I could understand $400 for:

--An Abronia (but I would not pay $800, hence I don't have one :-(;
--A date with, hmnn lessee--Tawny Peaks?;
--A Friday night plan for one's favorite team;
--A psittacine (they live a long time)
--A good suit.

But a plant cutting? With no guarantees? This only makes sense if it is to be the stock plant for a breeding project or a business investment. This is like the orchid weirdos at the orchid shows (I've been to many, I stand by the statement, and am prepared to defend it verbally and non-verbally--also, I read _The orchid Thief_)

OR PEOPLE WILLING TO SPEND $2000 on some designer dog, while some sweet dog is languishing in a shelter.

Look, I am for a free society. But freedom also means freedom to critique. 
And $400 for a cutting is an extravagance. It is almost obscene. 
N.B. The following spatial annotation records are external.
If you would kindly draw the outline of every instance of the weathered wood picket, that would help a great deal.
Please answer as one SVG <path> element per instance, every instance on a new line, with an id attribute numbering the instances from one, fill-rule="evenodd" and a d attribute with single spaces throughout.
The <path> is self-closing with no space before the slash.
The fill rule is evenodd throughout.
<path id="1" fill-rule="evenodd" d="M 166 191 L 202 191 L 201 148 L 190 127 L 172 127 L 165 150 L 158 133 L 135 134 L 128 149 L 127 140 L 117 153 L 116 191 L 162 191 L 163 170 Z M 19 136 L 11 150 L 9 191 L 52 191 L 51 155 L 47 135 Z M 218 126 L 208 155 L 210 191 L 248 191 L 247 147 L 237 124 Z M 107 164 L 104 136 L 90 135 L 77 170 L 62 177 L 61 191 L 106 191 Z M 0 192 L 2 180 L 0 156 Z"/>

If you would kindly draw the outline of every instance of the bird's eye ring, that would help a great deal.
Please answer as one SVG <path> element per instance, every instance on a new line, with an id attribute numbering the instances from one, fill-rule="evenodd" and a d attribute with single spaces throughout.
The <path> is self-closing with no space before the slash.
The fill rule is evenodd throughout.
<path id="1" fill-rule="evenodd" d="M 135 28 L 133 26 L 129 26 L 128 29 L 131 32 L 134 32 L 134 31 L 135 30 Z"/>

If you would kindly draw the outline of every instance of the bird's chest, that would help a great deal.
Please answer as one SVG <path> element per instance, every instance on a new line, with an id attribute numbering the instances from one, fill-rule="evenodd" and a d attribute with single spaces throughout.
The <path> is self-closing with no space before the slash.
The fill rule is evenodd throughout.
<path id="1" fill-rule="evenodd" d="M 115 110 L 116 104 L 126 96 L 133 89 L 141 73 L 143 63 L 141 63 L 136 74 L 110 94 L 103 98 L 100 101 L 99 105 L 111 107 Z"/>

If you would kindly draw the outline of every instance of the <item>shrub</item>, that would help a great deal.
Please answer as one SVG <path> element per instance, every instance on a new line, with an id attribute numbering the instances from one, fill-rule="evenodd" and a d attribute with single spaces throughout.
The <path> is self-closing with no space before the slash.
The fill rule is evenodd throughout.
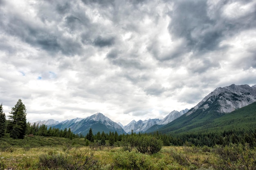
<path id="1" fill-rule="evenodd" d="M 217 146 L 218 168 L 226 170 L 256 169 L 256 152 L 248 144 L 231 144 L 225 147 Z"/>
<path id="2" fill-rule="evenodd" d="M 136 148 L 141 153 L 148 154 L 158 152 L 162 148 L 162 145 L 161 140 L 147 135 L 131 135 L 127 137 L 123 140 L 123 148 L 124 150 L 130 151 Z"/>
<path id="3" fill-rule="evenodd" d="M 159 151 L 162 145 L 162 140 L 154 137 L 144 135 L 138 138 L 136 147 L 141 153 L 153 154 Z"/>
<path id="4" fill-rule="evenodd" d="M 67 150 L 66 150 L 66 152 Z M 84 170 L 97 169 L 97 161 L 92 154 L 87 154 L 76 148 L 65 154 L 49 152 L 39 156 L 39 164 L 43 169 Z"/>
<path id="5" fill-rule="evenodd" d="M 139 153 L 136 150 L 117 152 L 114 156 L 114 167 L 126 170 L 153 168 L 149 155 Z M 115 168 L 114 168 L 115 169 Z"/>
*Okay here are my "expensive plants:"

--Anthurium scandens 'Panama'--$10
--Dischidia pectinoides (?) $15
--Haraella retrocalla--$18 (bad move, have since done better on Ebay)
--Murraya paniculata 10" pot--$25
--Tricyrtis 'Miyazaki 1 gal--$10.50
--Yucca filamentosa 'Colorguard' 1 Qt--$10 move, 
--Vriesea racinae--$10 

Of course, some of these guys have grown much bigger, but I simply do not assess them in terms of their price tag. 

(As for pets, I spent $75 for my NG Bluetongue in 1999, $90 for my Australian water dragon in 2001, and $35 for my Tylototriton. They are all still here .


----------



## Groundhog (Dec 17, 2006)

Addendum: To the OP--I ain't dissing you, but criticizing the "vendor" (or anyone who thinks this price makes sense)

Peace.


----------



## Frogtofall (Feb 16, 2006)

More than likely a typo. Probably meant $40. It's fairly rare and extremely difficult to keep alive. She may have killed it.


----------



## poison beauties (Mar 1, 2010)

Thats what I thought as well Antone, but she did say she could mae a living off that plant. My guess is that plant is dead or was sold off. She may have clipped it up in hopes of rooting a group of them which is near impossible as well. Seemed liked a sore spot so I did not ask too many questions. Another member got back the same responces as well that was searching for it for me as well.

No disrespect taken, The plant is worth $50-$100 bucks easy and I was offered more for mine and have offered more for another one. I do collect rare plants and use to have some reptiles that would make you sick to know what they cost. My albino green Iguana's were almost $7000 for the trio and luckily I had some nice stuff to trade towards them.
Im looking for the hoya microphylla, the pep. sp. costa rica and any other micro leaved vines preferrably circular leaved plants.

Michael


----------



## Frogtofall (Feb 16, 2006)

I'll get some for you. Give me a little while.


----------



## poison beauties (Mar 1, 2010)

Thanks Antone, any help is appreciated.

Michael


----------